Gov. LePage was at least partly right in his letter to President Obama and Vice President Biden.
Their response to the Newtown mass shooting was short on ideas to improve the kind of mental health services that might have been able to prevent that tragedy or one of the others that have shocked the nation over the last decade or so.
But LePage was dead wrong when he said that we don’t need to look at gun laws when we talk about preventing gun violence. This is a complicated problem without a single answer and everyone’s ideas, both Biden’s and LePage’s, should be on the table.
LePage is right when he says that untreated mental illness is a thread that connects the massacres at Virginia Tech, Tucson, Ariz., Aurora Colo., and probably Newtown.
The governor is also right when he says everyone should be concerned about issues of access and delivery of mental health services, not just because it could prevent a very rare act of violence but because it is the humane way for a society to take care of people who are in distress.

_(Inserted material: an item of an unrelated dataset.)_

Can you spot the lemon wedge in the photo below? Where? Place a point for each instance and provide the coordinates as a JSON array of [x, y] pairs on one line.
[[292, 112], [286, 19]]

LePage is rightfully proud of Maine’s “B” grade from the National Alliance on Mental Illness — no state got a higher rating.
But that does not mean that Maine is doing everything to help people with mental illness. In addition to the $2 million in court ordered spending this year that LePage touted in his letter to Biden, he ordered $1.8 million in cuts that affect mental health services.
Mass shootings get headlines, but they are very unusual crimes. LePage has appropriately called attention to domestic violence in Maine, which is behind about half of the homicides in the state. Federal law prohibits anyone with a domestic violence assault conviction from owning a gun, but other violent misdemeanors are not disqualifying even if they were pleaded down from felony charges. A record of those offenses is far more predictive of future violent act than a mental illness diagnosis.
Alcohol abuse is also more of a risk factor for acts of violence and suicide than mental illness. Federal law prohibits people who use illegal drugs from possessing firearms, but there is no restriction for people with demonstrated alcohol abuse problems.
This is not an issue that is going away or one that can be solved simply by continuing current levels of spending on mental health services. Common sense gun regulations that respect gun owners rights should be part of the response to Newtown.
Gov. LePage was partly right, but it’s too early to rule out changes to the law if we are serious about preventing violence.